Only about 0.5 percent of birds are unable to take to the skies, but for some it has worked well: besides penguins, the birds include kiwis, Ostriches, cassowaries, rheas, Emus, tinamous, five waterfowl, Kakapo parrots, one cormorant species, two grebe species, and 21 species of rails, coots, moorhens, and crakes. Flightlessness did not evolve as a separate branch of the bird world; flightless birds from various families regressed from their flying ancestors. Regression is not unusual in evolution; consider hairless humans, blind cave fish, and legless snakes. We know that natural selection chooses the more advantageous adaptations over the less useful ones, so why did flightlessness confer a survival advantage over flight in the case of these birds?


The flightless Titicaca Grebe, an endangered species.

Several flightless birds once inhabited Hawaii, New Zealand, and other oceanic islands. Before the arrival of the Polynesians in 900 AD there were perhaps 30 species of flightless birds on New Zealand, 25 percent of all the bird species there. New Caledonia, Madagascar, Jamaica, and many other islands had flightless birds, the best known being the Dodo of Mauritius. These birds could not have come from one branch of the avian tree, so flightlessness clearly evolved in different groups of birds in different places.

Flight allows escape from predation by land animals, so in the absence of predation the selection pressure to maintain flight is absent. But since many island birds continued to fly, the absence of predators can’t be the whole story. It may be that as more birds arrived on the islands and as competition for food increased, some birds reduced their pectoral muscle mass, reducing their basal metabolic rate. As smaller, flightless birds, they need less energy and thus reduce competition for food.

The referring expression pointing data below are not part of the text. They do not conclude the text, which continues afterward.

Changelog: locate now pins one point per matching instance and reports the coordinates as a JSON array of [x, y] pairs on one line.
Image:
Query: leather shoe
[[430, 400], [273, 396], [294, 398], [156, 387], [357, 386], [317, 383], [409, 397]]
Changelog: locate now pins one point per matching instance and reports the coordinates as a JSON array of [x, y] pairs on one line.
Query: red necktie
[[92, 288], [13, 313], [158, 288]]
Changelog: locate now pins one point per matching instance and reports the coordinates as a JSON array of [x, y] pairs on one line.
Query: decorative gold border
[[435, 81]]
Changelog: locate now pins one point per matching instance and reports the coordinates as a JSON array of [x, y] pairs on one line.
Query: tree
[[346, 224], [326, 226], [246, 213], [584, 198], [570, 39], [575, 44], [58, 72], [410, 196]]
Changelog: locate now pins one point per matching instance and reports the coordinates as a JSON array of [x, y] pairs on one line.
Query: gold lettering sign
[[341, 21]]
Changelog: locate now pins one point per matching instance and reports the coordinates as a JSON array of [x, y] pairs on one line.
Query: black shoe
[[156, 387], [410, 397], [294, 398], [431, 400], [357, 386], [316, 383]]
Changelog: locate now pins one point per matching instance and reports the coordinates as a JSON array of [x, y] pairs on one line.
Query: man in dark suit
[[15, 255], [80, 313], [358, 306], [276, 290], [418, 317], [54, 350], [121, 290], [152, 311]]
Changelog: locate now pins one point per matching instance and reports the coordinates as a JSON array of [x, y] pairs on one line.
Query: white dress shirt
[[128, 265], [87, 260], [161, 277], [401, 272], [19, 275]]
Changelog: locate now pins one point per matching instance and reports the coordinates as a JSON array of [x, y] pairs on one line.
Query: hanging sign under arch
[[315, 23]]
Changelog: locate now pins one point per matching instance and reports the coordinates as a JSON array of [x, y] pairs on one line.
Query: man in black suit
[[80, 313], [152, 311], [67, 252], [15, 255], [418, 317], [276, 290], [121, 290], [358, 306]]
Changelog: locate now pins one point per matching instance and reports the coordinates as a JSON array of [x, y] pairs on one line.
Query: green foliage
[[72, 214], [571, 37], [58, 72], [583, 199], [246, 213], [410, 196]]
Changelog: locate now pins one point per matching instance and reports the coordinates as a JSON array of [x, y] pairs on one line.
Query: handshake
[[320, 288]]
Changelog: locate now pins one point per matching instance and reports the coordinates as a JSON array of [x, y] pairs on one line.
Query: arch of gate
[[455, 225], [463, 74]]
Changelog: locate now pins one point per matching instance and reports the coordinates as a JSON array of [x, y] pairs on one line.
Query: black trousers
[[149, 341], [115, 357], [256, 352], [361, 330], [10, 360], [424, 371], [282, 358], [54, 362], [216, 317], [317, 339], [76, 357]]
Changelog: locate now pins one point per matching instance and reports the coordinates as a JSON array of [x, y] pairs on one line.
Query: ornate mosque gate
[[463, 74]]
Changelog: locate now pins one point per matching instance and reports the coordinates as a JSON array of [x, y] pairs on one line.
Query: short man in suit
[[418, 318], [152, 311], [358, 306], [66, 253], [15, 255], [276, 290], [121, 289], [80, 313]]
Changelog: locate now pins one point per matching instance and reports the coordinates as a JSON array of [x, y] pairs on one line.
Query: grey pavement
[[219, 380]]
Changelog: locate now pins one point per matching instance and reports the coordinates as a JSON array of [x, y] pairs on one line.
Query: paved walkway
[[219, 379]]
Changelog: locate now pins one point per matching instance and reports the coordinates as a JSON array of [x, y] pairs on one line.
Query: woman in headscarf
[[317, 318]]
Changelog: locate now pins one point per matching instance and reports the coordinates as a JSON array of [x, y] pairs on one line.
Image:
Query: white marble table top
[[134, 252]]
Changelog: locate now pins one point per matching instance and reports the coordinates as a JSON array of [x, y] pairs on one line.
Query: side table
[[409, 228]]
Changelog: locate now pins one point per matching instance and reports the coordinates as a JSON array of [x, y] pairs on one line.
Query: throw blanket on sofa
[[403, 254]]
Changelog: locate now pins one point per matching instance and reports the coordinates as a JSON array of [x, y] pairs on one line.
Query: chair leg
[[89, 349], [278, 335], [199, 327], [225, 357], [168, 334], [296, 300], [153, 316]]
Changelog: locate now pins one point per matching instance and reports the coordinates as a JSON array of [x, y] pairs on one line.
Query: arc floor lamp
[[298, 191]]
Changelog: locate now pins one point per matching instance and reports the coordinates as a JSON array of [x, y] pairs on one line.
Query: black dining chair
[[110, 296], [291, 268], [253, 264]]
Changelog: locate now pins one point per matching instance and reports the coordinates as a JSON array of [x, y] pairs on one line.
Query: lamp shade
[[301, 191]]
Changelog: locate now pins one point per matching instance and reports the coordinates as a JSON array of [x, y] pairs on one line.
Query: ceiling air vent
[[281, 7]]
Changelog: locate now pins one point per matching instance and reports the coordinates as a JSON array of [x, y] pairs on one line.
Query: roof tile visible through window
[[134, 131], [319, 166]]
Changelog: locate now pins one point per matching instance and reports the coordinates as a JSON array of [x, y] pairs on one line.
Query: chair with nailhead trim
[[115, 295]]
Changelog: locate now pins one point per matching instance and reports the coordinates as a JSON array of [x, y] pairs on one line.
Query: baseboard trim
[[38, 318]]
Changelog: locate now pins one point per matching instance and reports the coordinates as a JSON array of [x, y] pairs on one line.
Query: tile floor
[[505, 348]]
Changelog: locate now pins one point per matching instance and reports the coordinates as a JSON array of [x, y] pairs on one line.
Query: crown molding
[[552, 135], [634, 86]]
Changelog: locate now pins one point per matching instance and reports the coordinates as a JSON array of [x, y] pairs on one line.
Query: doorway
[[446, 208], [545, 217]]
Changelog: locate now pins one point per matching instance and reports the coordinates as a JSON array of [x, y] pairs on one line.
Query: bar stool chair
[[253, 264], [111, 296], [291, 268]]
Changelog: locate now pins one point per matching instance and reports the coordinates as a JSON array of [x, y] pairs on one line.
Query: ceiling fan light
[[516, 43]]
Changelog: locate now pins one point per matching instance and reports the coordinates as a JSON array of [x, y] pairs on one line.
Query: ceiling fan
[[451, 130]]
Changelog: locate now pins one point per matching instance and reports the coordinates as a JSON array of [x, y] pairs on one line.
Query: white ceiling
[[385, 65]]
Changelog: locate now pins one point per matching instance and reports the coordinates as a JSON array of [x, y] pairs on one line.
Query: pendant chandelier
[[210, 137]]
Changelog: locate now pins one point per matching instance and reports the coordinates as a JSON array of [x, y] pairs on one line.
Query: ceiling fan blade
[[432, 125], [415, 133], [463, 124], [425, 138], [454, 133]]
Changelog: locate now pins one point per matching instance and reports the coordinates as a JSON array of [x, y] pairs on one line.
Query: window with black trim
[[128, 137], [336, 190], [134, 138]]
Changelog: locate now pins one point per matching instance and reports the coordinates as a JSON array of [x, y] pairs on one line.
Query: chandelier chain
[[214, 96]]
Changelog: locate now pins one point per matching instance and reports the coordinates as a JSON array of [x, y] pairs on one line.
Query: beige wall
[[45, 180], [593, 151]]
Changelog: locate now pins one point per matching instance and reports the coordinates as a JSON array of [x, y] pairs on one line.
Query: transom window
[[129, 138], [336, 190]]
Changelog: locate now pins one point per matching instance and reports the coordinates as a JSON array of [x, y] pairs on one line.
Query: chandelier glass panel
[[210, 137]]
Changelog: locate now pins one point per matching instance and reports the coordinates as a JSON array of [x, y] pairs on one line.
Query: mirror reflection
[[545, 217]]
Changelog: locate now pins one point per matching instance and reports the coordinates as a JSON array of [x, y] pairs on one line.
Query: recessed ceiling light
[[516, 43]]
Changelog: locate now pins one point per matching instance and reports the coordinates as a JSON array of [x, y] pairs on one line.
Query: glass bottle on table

Flight does not belong to birds alone but this characteristic transcends all other features of birds. The grace, elegance, and apparent effortlessness of a flying bird is perhaps the most moving sight in nature. Memorable documentaries like Winged Migration, Earthflight, Fly Away Home, and In-Flight Movie give us views of birds we could never experience otherwise and provide a glimpse of what it might be like to be airborne and untethered. Watch the next birds you see and your appreciation of their freedom from the bounds of the earth will be heightened by this spectacle of evolutionary design that enhanced their lifestyles and ensured their survival.